In the words of baseball legend Yogi Berra, "It's déjà vu all over again" for U.S. farmers hoping for a quick resolution to the nearly 12-month retaliatory tariff battle between the U.S. and Chinese trade officials.
Following an announcement from the Trump administration May 10 to increase tariffs from 10% to 25% on $200 billion worth of Chinese products, China announced today that effective June 1, 2019, it will be increasing tariffs to 20% or 25% on $60 billion of U.S. exports.
Nearby and new-crop soybeans on the Chicago Board of Trade (CBOT) closed down 9 cents from last Friday’s opening bids, while contracts for nearby and new-crop corn actually closed up 4 cents. Meanwhile, the Dow Jones Industrial Average fell 671 points, or 2.6%, to 25,271, heading for its biggest one-day loss since January. The S&P 500 dropped 2.5% and the Nasdaq Composite declined 3.4%.
The tit-for-tat tariff announcements were made even as trade negotiators were meeting in Washington, D.C., proving another famed “Yogi-ism” — “It ain't over till it's over." The U.S. increase in these particular round of tariff announcements had been delayed twice since Sept. 21, 2018.

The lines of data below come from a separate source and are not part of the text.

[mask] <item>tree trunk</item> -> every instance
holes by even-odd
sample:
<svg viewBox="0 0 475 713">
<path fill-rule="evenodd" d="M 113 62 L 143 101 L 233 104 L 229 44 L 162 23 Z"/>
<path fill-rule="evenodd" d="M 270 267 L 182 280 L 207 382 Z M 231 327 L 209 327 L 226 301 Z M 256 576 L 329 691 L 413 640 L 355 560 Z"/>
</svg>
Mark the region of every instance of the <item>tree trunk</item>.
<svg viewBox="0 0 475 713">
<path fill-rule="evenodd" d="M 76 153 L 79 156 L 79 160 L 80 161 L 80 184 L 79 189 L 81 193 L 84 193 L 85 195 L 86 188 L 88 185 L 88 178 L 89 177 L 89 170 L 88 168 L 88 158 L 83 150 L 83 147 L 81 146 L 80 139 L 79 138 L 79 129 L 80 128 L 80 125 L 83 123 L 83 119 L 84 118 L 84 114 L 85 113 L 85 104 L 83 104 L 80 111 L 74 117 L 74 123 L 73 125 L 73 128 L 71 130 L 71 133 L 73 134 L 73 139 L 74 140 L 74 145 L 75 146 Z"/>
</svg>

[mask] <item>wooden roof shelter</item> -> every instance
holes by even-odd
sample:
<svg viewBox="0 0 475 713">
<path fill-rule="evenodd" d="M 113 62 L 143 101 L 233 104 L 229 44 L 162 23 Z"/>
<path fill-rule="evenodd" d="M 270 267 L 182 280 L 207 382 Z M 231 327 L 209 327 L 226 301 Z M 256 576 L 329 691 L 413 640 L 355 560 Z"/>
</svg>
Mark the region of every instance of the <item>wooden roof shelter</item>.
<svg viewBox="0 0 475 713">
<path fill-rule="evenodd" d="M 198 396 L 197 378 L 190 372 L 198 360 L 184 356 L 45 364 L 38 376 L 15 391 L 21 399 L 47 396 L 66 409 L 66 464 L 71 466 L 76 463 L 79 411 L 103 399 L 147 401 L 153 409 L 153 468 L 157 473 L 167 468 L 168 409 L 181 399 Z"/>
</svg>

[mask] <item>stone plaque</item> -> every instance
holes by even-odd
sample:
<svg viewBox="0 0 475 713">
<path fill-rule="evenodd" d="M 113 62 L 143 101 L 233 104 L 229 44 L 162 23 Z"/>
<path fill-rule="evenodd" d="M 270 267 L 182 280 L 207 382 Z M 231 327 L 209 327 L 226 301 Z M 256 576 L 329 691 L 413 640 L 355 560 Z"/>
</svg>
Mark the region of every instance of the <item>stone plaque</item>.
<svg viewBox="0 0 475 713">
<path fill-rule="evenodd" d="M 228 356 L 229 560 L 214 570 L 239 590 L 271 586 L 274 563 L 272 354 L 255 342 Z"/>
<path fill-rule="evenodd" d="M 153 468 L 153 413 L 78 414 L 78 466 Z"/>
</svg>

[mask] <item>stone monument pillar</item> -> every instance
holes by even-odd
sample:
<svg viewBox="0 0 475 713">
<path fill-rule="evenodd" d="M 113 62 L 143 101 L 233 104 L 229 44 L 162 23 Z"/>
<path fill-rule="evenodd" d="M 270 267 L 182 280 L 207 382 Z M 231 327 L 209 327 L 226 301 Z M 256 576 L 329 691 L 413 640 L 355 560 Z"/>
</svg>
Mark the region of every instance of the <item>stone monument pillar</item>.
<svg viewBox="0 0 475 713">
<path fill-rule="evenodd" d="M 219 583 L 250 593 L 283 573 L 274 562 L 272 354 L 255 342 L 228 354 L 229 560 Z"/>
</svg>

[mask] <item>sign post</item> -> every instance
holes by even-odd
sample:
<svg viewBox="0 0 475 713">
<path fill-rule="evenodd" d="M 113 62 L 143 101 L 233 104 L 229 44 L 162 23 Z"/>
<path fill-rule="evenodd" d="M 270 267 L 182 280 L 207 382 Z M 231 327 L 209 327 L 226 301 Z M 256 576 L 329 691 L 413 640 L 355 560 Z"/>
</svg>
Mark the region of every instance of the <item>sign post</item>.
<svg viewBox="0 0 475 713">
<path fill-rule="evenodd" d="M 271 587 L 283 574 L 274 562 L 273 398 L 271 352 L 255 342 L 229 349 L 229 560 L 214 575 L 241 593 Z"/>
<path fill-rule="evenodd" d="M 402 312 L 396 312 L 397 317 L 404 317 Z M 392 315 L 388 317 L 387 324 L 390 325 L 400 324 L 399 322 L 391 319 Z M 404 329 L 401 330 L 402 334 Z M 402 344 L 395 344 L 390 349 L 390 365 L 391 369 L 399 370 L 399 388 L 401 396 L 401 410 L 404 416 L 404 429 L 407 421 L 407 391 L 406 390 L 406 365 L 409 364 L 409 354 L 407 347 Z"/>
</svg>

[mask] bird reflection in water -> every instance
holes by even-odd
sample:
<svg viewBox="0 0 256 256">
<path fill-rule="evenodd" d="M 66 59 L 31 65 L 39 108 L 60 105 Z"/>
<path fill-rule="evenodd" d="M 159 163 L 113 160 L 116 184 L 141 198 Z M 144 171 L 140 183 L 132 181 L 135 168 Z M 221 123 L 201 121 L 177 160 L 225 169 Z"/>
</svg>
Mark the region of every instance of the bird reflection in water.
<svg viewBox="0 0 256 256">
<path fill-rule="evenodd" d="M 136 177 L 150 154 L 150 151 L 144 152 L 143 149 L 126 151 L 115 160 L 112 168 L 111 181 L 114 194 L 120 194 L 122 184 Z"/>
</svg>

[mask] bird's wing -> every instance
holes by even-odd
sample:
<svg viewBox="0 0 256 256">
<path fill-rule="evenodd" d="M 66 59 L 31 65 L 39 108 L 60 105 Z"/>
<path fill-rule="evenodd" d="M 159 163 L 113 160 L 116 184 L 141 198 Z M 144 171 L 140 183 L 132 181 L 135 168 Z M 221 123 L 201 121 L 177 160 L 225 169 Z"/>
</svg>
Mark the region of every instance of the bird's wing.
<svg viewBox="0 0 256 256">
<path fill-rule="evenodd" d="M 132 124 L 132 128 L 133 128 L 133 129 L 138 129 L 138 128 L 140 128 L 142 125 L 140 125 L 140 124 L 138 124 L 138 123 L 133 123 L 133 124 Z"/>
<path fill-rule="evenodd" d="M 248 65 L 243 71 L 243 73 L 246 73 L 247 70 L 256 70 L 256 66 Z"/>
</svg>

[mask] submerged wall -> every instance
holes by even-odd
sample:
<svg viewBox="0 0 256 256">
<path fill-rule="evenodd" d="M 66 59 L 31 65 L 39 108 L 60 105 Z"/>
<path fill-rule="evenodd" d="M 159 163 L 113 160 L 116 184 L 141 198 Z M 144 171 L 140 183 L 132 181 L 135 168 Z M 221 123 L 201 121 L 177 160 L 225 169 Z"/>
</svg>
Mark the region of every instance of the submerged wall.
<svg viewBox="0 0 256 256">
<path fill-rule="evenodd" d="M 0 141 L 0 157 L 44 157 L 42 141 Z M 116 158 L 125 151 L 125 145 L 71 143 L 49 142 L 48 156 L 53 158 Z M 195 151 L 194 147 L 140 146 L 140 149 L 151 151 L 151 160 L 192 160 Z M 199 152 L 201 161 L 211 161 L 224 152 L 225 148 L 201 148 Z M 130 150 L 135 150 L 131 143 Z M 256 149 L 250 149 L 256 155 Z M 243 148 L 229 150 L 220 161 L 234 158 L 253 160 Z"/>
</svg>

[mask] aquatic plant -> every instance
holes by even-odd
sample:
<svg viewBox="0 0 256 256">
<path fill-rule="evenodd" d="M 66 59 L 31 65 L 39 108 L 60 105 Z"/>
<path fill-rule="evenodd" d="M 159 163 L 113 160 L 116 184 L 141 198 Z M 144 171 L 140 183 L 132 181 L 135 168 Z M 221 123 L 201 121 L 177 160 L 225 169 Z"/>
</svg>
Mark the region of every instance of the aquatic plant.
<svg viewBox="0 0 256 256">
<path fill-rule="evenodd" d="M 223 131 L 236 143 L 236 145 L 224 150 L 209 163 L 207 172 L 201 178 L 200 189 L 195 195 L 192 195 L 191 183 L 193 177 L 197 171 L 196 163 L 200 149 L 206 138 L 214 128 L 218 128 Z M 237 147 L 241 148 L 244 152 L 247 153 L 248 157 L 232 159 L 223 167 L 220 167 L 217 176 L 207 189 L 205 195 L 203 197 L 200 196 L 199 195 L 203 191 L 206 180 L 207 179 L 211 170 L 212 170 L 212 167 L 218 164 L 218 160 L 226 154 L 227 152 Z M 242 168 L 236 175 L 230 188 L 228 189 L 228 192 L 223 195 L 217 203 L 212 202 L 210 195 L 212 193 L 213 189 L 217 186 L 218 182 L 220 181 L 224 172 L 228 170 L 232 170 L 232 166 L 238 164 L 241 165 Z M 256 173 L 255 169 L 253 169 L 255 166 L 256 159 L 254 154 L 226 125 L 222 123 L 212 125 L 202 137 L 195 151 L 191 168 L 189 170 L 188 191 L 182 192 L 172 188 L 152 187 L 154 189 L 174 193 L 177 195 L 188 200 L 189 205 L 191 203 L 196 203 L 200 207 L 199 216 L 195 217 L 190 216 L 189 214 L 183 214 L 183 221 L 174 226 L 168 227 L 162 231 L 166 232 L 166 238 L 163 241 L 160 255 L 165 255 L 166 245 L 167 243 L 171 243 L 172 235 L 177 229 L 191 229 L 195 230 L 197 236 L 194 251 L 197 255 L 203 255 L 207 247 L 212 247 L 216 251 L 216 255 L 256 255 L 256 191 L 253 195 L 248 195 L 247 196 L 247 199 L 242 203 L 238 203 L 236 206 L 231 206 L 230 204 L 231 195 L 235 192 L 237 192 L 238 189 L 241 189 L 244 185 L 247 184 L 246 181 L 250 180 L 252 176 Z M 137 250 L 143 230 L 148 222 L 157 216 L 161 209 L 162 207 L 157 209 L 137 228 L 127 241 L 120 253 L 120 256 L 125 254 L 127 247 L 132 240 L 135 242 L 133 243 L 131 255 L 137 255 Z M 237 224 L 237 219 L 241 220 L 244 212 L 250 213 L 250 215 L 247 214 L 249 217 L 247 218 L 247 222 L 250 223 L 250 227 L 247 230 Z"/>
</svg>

According to Michigan Farm Bureau (MFB) Commodity Department Manager Ernie Birchmeier, additional tariff duties were set to increase to 25% on Jan. 1, but on Dec. 19, the U.S. Trade Representative published a new directive in the Federal Register, postponing the increase in the rate of the additional duty to 25% until March 2.
“After considerable negotiation between the United States and China, on Feb. 24, the president directed the USTR to again postpone the increase in tariffs,” Birchmeier said. “That obviously created high expectations for an end to the tariff threats — but it’s safe to say the bump from 10% to 25% on May 10 ends the speculation as to when/if the increase in tariffs would occur.”
It also puts a positive outcome for U.S. farmers in serious doubt — at least for the 2019 crop year — even as planters have yet to hit the fields due to continued weather delays across the mid-west.
Agricultural goods subject to the increased retaliatory tariffs by China include citrus fruits, vegetables, berries, nuts and other products. China retaliated in September 2018 to the U.S. tariff on $200 billion of Chinese exports by imposing 5% and 10% tariffs on $60 billion of goods, including major U.S. agricultural commodities soybeans, beef, pork, and corn, to name a few items.
The 10% tariff was imposed by the U.S. on $200 billion of Chinese imports in September 2018. The tariffs were levied because of a Section 301 investigation into China’s treatment of U.S. business regarding forced technology transfer and intellectual property protection.
“While the negotiations with the delegation from China last week in Washington, D.C., did not result in an agreement, the trade negotiations are continuing,” Birchmeier said. “Farm Bureau continues to urge trade officials to engage in discussions with their Chinese counterparts to resolve trade concerns.”
The American Soybean Association (ASA) is also calling for a quick resolution. In a press release issued today, ASA President Davie Stephens, a soybean grower from Clinton, Kentucky, called the trade negotiations serious for U.S. agriculture.
“The U.S. has been at the table with China 11 times now and still has not closed the deal,” Stephens said. “What that means for soybean growers is that we’re losing. Losing a valuable market, losing stable pricing, losing an opportunity to support our families and our communities.”
The soybean industry realizes the Administration’s reasons for trying to force China to make structural changes to its predatory economic policies, including forced technology transfers, intellectual property theft, and subsidies to state-owned enterprises. Yet, ASA continues to recommend that the U.S. achieve these goals through coordinated actions with like-minded developed countries. “We’ve been understanding during this negotiation process, but we cannot withstand another year in which our most important foreign market continues to slip away and soybean prices are 20 to 25 percent, or even more, below pre-tariff levels,” said John Heisdorffer, ASA chairman and a Keota, Iowa, soy grower. “The sentiment out in farm country is getting grimmer by the day. Our patience is waning, our finances are suffering, and the stress from months of living with the consequences of these tariffs is mounting.”
While the ASA said it supports the Trump Administration's overall goals in trade negotiations, it cannot support continuing and escalating the use of tariffs to achieve them. ASA is calling for the elimination of China’s 25 percent tariff on U.S. soybeans and the use of other tactics to pursue the structural changes the U.S. is seeking in China’s economic policies, including working with like-minded countries.
“The soybean market in China took us more than 40 years to build, and as this confrontation continues, it will become increasingly difficult to recover,” Stephens said. “With depressed prices and unsold stocks expected to double by the 2019 harvest, soybean farmers are not willing to be collateral damage in an endless tariff war.”